矛と盾の矛盾という意味で、絶対切れない金属と何でも切れるカッターの対決といったようなことを毎回やるのだ。なかなか面白いので私もパソコンをしながら横目で見てる。
今回はなんと、どんなスプーンでも絶対に曲げることが出来る”超能力者”ユリ・ゲラーと、絶対に曲がらないスプーンを作っているという金属メーカーの対決だった。

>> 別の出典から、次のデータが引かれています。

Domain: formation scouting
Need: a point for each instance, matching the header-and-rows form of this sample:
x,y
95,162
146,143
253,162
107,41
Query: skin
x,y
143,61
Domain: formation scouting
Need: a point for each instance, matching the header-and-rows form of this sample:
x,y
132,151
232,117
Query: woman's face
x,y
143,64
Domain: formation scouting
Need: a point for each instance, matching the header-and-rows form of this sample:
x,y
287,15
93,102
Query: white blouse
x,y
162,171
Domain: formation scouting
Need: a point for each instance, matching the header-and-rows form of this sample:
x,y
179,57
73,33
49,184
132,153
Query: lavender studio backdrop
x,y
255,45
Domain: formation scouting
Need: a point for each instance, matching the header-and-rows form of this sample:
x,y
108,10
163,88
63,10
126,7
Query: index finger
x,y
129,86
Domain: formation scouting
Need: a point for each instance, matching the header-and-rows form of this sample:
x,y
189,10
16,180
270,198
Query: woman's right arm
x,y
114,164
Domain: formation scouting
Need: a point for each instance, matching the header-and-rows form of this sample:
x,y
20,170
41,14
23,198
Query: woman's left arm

これまではまともな番組に見えていたのだが、いったいどういうつもりだろうか。テレビ関係者なら、超能力などというものはなく、ユリ・ゲラーはただのマジシャンであることぐらい知っているはずだ。スプーン曲げは、ユリがマジシャンだったときから得意だったレパートリーであり、その発祥からして手品そのものなのだ。トリックの方法はいろいろある。テコの原理を使って力を入れていないように見せて実は力で曲げるのが多いし、すり替えや細工、錯覚という手法もある。だいたい、よりによってスプーンを曲げるということ自体がトリックである証拠だ。もし超能力とやらで曲げるのなら、何もテコの原理が働くような長い必要はない。曲げる予定のところだけ2センチぐらいに切り出した短い金属片を与えたってなんら問題はないはずだ。これで曲げられたら、少なくともテコの原理で曲げたという仮説は除外される。そんな、中学生時代の私でも考え付くような実験すら一度も見たことはない。ハナからマジックだと思っているのでそんな実験はやってみるまでもないからだ。
今日の番組でユリに手渡されたスプーンは、見事に分厚いヤツで、機械を使っても容易には曲がらないようなもので、衆人監視の中でユリはスプーンを擦っていた。曲がったかどうかはレーザースキャンで形を正確に比較するというものだったが、案の定曲がらなかった。当たり前だ。
曲がるわけがないことはユリ自身が誰よりも知っている。一生懸命スプーンを擦りながら「冗談じゃない。こいつらバカか。いくらこすったって曲がるわけねえだろこんなもん。」と思っていたに違いない。本当にバカバカしい。
ユリは「曲げることができなかったスプーンは初めてだ」と言ってスタジオが沸いていたがこれもバカバカしい。ユリはちょっと監視を厳しくされると「今日は調子が悪い」と言ってあきらめることが得意技なのだ。曲がらないことなどしょっちゅうである。何から何までデタラメだ。なお、それでもユリの超能力を本物だと信じる信者たちは「曲がらないことがあることが本物の超能力である証拠だ。手品ならいつでも曲げられるはずだから」という理屈を言う。何が何でも信じたい人たちにはどんな証拠を突きつけても無駄なのだ。まったく”超能力者”たちにはなんとありがたいカモだろうか。